20 There is no doubt but that the roads in question in this appeal are public roads but there is great doubt as to the status of the land on which the transformers stand. The result is that one cannot have a lien against the owner of a public street or highway if the Town is to be included as an owner.
21 Section 5(2) must be read in conjunction with s. 11(5a) which reads thus:
11(5a) Where the lien does not attach to the land by virtue of subsection 2 of section 5, and a person claiming a lien gives to the owner, or a contractor or subcontractor notice in writing of the lien, the owner, contractor or subcontractor so notified shall retain out of amounts payable to the contractor or subcontractor under whom the lien is derived an amount equal to the amount claimed in the notice.
22 There is, thus, a right to have a charge against the amount required to be held back by way of holdback. There was no money payable by the Town to Old Carriage Road. The learned county court judge came to the view that the money from the letter of credit, i.e., $50,000, somehow became the holdback. That would have meant that 15% of $50,000 should have been held back ($7,500) with the result that $42,500 could have been spent rather than the $49,948.92 that was spent as expenses to November 15, 1978. When the Town got the notice of the lien, it still had $49,400 available. We are of the opinion that there was no legal obligation on the Town to make a holdback in this case. We are further of the opinion that there were two separate contracts.
23 Is there a valid claim against the Town on the basis of a trust on the moneys in the hands of the "owner" in circumstances such as these? The learned county court judge held that the money was impressed with a trust since notice was given.
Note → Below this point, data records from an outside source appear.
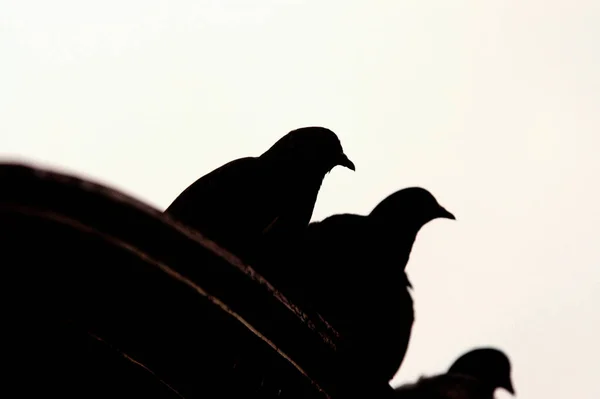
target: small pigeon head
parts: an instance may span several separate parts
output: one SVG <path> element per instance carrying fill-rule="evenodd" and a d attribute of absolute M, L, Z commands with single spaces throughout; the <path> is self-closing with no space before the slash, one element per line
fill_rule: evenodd
<path fill-rule="evenodd" d="M 478 348 L 459 357 L 448 373 L 474 377 L 485 383 L 491 392 L 504 388 L 512 395 L 515 389 L 510 376 L 510 360 L 506 354 L 494 348 Z"/>
<path fill-rule="evenodd" d="M 326 174 L 336 166 L 356 170 L 344 154 L 337 135 L 324 127 L 302 127 L 292 130 L 269 148 L 261 158 L 276 159 L 282 164 L 310 168 Z"/>
<path fill-rule="evenodd" d="M 382 224 L 412 227 L 415 234 L 434 219 L 456 220 L 429 191 L 421 187 L 408 187 L 389 195 L 371 211 L 369 218 Z"/>

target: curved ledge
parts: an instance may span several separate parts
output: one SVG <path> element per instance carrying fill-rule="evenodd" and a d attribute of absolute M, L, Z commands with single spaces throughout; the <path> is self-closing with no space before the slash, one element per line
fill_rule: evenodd
<path fill-rule="evenodd" d="M 24 164 L 0 164 L 0 187 L 4 277 L 27 309 L 15 325 L 70 320 L 69 331 L 144 370 L 138 387 L 158 381 L 173 397 L 347 394 L 336 332 L 201 233 L 108 187 Z M 30 344 L 26 331 L 11 339 Z M 51 346 L 31 345 L 31 355 Z"/>

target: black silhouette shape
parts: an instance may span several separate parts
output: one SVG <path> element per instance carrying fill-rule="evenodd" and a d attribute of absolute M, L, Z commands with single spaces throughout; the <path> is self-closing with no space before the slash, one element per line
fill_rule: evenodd
<path fill-rule="evenodd" d="M 300 128 L 259 157 L 236 159 L 201 177 L 165 213 L 253 264 L 259 253 L 304 231 L 323 179 L 336 165 L 355 170 L 337 135 Z"/>
<path fill-rule="evenodd" d="M 74 176 L 0 163 L 0 186 L 6 392 L 351 397 L 319 320 L 214 242 Z"/>
<path fill-rule="evenodd" d="M 497 388 L 515 395 L 506 354 L 495 348 L 478 348 L 459 357 L 445 374 L 422 377 L 395 388 L 402 399 L 493 399 Z"/>
<path fill-rule="evenodd" d="M 277 282 L 318 312 L 339 333 L 346 361 L 378 383 L 394 376 L 406 354 L 414 312 L 404 268 L 417 233 L 436 218 L 455 219 L 427 190 L 411 187 L 367 216 L 311 223 L 301 264 Z"/>

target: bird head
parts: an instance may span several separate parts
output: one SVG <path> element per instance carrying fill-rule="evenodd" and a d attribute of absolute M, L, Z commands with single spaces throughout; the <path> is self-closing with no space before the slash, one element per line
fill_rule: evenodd
<path fill-rule="evenodd" d="M 429 191 L 421 187 L 404 188 L 389 195 L 371 211 L 369 218 L 379 224 L 389 225 L 390 229 L 394 226 L 412 229 L 411 233 L 414 234 L 434 219 L 456 219 Z"/>
<path fill-rule="evenodd" d="M 459 357 L 448 370 L 448 373 L 476 378 L 485 383 L 492 392 L 496 388 L 504 388 L 515 395 L 510 372 L 508 356 L 494 348 L 478 348 L 469 351 Z"/>
<path fill-rule="evenodd" d="M 263 155 L 280 165 L 292 165 L 326 174 L 335 166 L 356 170 L 344 154 L 337 135 L 324 127 L 303 127 L 292 130 L 279 139 Z"/>

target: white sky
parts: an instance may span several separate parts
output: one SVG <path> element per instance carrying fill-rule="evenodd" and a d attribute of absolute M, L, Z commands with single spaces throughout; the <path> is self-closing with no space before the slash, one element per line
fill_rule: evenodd
<path fill-rule="evenodd" d="M 162 210 L 329 127 L 357 171 L 328 175 L 315 219 L 409 185 L 458 218 L 417 239 L 396 381 L 494 345 L 519 397 L 595 399 L 599 21 L 591 0 L 2 0 L 0 157 Z"/>

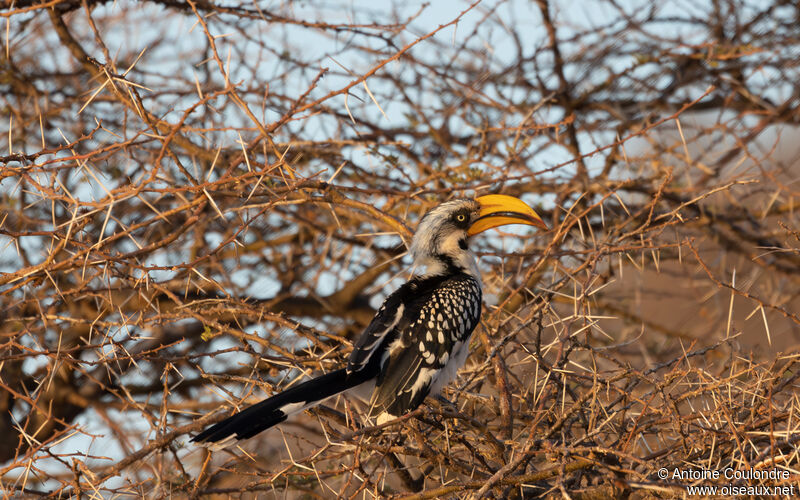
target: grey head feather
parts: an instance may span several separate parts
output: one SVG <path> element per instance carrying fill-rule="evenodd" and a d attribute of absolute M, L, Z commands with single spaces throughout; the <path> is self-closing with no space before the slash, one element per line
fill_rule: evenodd
<path fill-rule="evenodd" d="M 446 201 L 426 213 L 411 240 L 410 252 L 414 264 L 432 268 L 435 267 L 433 259 L 437 255 L 448 255 L 456 261 L 467 257 L 460 255 L 467 251 L 458 247 L 457 243 L 467 238 L 469 223 L 477 217 L 479 210 L 480 205 L 475 200 L 457 199 Z M 465 213 L 469 220 L 459 225 L 453 219 L 457 213 Z M 431 271 L 434 270 L 428 269 L 428 272 Z"/>

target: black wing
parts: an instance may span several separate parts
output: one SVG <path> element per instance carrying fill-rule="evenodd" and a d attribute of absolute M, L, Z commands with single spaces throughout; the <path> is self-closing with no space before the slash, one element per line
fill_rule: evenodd
<path fill-rule="evenodd" d="M 481 311 L 480 284 L 458 274 L 415 297 L 402 329 L 391 343 L 384 339 L 386 362 L 370 401 L 370 416 L 399 416 L 419 406 L 448 383 L 467 354 L 466 345 Z"/>
<path fill-rule="evenodd" d="M 364 333 L 353 346 L 353 352 L 350 353 L 350 359 L 347 361 L 347 373 L 362 370 L 369 363 L 372 355 L 379 350 L 381 342 L 387 336 L 391 336 L 389 334 L 403 322 L 406 314 L 403 302 L 406 293 L 403 289 L 407 285 L 408 283 L 383 301 L 375 317 L 372 318 Z"/>
<path fill-rule="evenodd" d="M 386 297 L 375 317 L 356 341 L 347 362 L 347 372 L 363 369 L 373 354 L 382 355 L 388 345 L 398 337 L 398 332 L 405 331 L 416 321 L 422 307 L 444 281 L 443 276 L 414 278 Z"/>

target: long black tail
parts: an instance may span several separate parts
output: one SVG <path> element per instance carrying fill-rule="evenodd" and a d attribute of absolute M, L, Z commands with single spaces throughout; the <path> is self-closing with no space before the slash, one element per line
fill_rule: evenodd
<path fill-rule="evenodd" d="M 192 441 L 216 443 L 234 435 L 236 439 L 253 437 L 283 422 L 293 413 L 366 382 L 371 375 L 367 370 L 348 374 L 344 368 L 326 373 L 245 408 L 236 415 L 212 425 L 193 437 Z"/>

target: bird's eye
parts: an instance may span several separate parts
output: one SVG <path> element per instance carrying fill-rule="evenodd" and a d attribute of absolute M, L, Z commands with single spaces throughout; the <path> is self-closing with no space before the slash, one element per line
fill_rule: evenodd
<path fill-rule="evenodd" d="M 464 215 L 464 214 L 458 214 L 458 215 L 456 215 L 456 220 L 458 222 L 464 222 L 465 220 L 467 220 L 467 216 Z"/>

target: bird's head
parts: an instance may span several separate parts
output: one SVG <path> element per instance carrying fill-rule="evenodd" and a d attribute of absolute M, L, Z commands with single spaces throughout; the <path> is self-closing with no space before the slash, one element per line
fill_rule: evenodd
<path fill-rule="evenodd" d="M 452 200 L 426 213 L 411 241 L 411 255 L 425 274 L 463 270 L 477 277 L 475 256 L 467 245 L 470 236 L 493 227 L 526 224 L 547 229 L 522 200 L 490 194 L 474 200 Z"/>

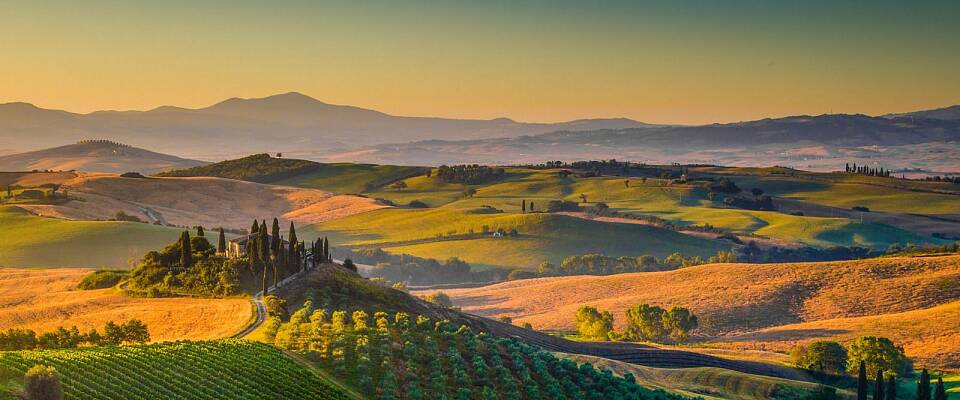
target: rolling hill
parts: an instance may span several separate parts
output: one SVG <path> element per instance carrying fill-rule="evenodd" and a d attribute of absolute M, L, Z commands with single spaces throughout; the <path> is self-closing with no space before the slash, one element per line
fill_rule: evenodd
<path fill-rule="evenodd" d="M 713 264 L 668 272 L 530 279 L 445 292 L 466 312 L 510 316 L 538 329 L 573 330 L 573 315 L 582 305 L 610 310 L 622 326 L 627 307 L 650 303 L 689 307 L 700 316 L 699 334 L 704 340 L 763 329 L 770 329 L 773 337 L 777 327 L 791 324 L 922 313 L 919 310 L 956 302 L 960 300 L 960 256 Z M 930 315 L 946 315 L 943 312 Z M 931 338 L 899 335 L 896 323 L 876 326 L 884 328 L 862 332 L 900 337 L 901 344 L 915 354 L 931 355 L 919 350 Z M 955 334 L 951 328 L 939 327 L 938 336 Z M 791 329 L 784 329 L 789 334 Z M 856 332 L 851 329 L 849 334 Z M 816 337 L 815 332 L 809 337 Z M 910 347 L 913 343 L 918 347 Z"/>
<path fill-rule="evenodd" d="M 84 140 L 0 157 L 0 171 L 140 172 L 151 174 L 205 164 L 105 140 Z"/>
We have reviewed the trust provisions set forth in s. 2(3) and (4) of the Mechanics' Lien Act and conclude that the moneys in this appeal are not trust funds within those subsections. The trust remedies are creatures of statute and while this particular statute, the Mechanics' Lien Act, merits a liberal interpretation with respect to the rights it confers upon those to whom it applies, it still requires a strict interpretation when one is determining whether moneys are held in trust. We have not mentioned s. 2(1) for the simple reason that it applies only in the case of money owed by the owner to the contractor which is not our case.
24 In the result, therefore, we have decided that no valid lien existed, that so far as any possible lien on an easement might be said to exist, there was no registration as required, that the trust argument of the respondent fails and that the learned trial judge was in error.
25 There is no need to deal with the question of interest. We have reached the conclusion aforesaid, notwithstanding our reluctance to interfere with the learned trial judge's findings of fact or law and notwithstanding our sympathy for the situation in which the respondent is now placed.
26 The appeal is allowed and the judgment is set aside with costs payable by the respondent to the appellant both at the trial and on this appeal.